Around 1100 cases are therefore due to sex between men, but the numbers are declining here too.

The development is reassessed annually by the RKI, as HIV is often only diagnosed years after infection.

The significantly lower number of new infections in the most vulnerable group - men who have sex with men - is not least a result of drug-based HIV prevention (PrEP for short), said Robin Rüsenberg, the managing director of the German Association of Resident Doctors in the Care of HIV-Infected People , with.

The RKI also points out other possible factors in the course of the corona pandemic: People may have restricted sexual contacts, and fewer routine tests may have been offered or used.

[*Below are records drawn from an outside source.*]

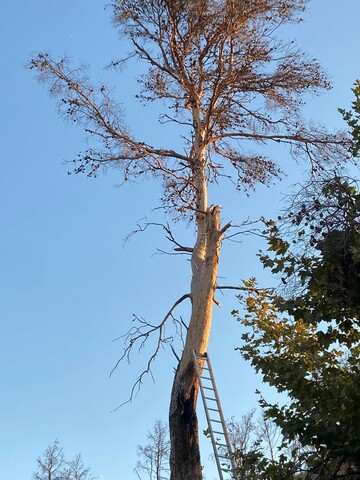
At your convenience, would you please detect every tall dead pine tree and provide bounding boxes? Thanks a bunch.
[30,0,348,480]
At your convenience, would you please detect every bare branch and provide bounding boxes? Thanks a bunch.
[109,293,190,410]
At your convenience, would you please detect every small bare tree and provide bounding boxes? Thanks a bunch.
[30,0,350,480]
[33,440,95,480]
[33,440,65,480]
[135,420,170,480]
[64,453,95,480]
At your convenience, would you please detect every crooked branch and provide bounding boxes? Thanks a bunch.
[109,293,190,411]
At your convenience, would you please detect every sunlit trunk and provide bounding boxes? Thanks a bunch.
[169,152,221,480]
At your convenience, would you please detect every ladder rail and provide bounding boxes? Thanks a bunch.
[193,350,224,480]
[193,350,240,480]
[207,355,236,478]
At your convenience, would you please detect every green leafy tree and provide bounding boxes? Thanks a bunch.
[233,177,360,479]
[29,0,351,480]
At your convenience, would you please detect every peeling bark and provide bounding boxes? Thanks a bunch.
[169,207,221,480]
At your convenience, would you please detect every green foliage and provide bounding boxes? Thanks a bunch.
[236,178,360,479]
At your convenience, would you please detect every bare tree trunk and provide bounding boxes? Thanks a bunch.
[169,207,221,480]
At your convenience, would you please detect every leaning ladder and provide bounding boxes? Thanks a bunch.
[193,350,240,480]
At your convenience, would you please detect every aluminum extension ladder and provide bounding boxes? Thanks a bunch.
[193,350,240,480]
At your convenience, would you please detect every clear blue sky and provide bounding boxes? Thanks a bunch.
[0,0,360,480]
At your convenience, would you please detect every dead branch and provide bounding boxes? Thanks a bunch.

Medicines prevent the HIV virus from multiplying

According to the RKI report, an estimated 9500 people in Germany are unaware of their HIV infection.

With a total of 91,400 infected people in Germany, that is more than ten percent.

"It is very important to find out about the infection at an early stage and to be treated," said the spokesman for the German AIDS Federation, Holger Wicht.

You protect your own health, but also sex partners.

HIV drugs can prevent HIV from multiplying in the blood until it can no longer be detected.

The virus would then no longer be sexually transmitted, said Wicht.

Those who carry off an infection for too long, on the other hand, could suffer various consequential damages that cannot be reversed, such as hearing or memory disorders.

Men who have sex with men should therefore get tested once a year, heterosexuals after unprotected sex with new partners.

A doctor can rule out an HIV infection by doing a blood test six weeks after sex, and a rapid test is reliable after twelve weeks.

"When signs of illness appear, a lot can have broken down," said Wicht.

Early symptoms such as fever, night sweats and diarrhea, however, are not clear.

“Even severe immune deficiencies are often not associated with HIV in medical practices.

We sometimes see people in clinics who are half dead and who have been to many practices before, ”said Wicht.

General practitioners should also ask their patients about possible risks and offer an HIV test.